According to Bloomberg, Denys Denya, Afreximbank’s Senior Executive Vice President for Finance, Administration, and Banking, has confirmed the verification of crude availability, paving the way for the final release of the remaining balance within the next month. The loan aims to rejuvenate Nigeria’s economy and bolster the supply of hard currency in the local foreign exchange market. Notably, two-thirds of the loan has already been disbursed in January.

This financial strategy is crafted to provide Nigeria with immediate funds based on future oil production, offering crucial support to the country’s struggling economy.

The Nigerian National Petroleum Company Limited had previously announced its intention to prepay future royalties and taxes to the Federal Government from the $3.3 billion financing deal secured from the African Export-Import Bank last year. The company aims to utilize the loan to aid the Federal Government in stabilizing Nigeria’s exchange rate.
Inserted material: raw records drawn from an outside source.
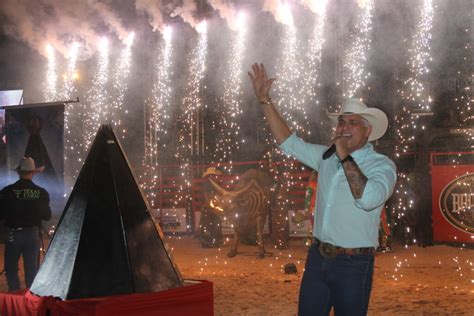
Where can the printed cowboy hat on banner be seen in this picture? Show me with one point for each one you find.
(27, 164)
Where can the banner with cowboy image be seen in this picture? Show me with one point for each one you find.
(37, 131)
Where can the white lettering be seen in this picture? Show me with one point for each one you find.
(461, 202)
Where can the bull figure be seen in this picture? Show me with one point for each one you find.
(248, 204)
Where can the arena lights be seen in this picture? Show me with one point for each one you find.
(202, 27)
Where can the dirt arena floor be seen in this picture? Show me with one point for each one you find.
(436, 280)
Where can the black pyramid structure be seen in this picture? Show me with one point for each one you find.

The $3.3 billion emergency crude oil repayment loan secured by the NNPCL from Afreximbank was reported by The PUNCH on August 17, 2023. The company emphasized the adoption of a lower price benchmark for the deal to minimize the risk of default and ensure financial stability. It specified a conservative crude price of $65/barrel to calculate the allocated crude to be produced and sold in the future, providing a safety margin for potential price fluctuations.

The NNPCL has reserved up to 90,000 barrels of crude for the project, known as “Project Gazelle,” ensuring adequate cash flow for repayment and other financial commitments. Repayments are strategically planned and tied to future oil sales, with conservative pricing in oil sales contracts mitigating risks associated with oil price volatility.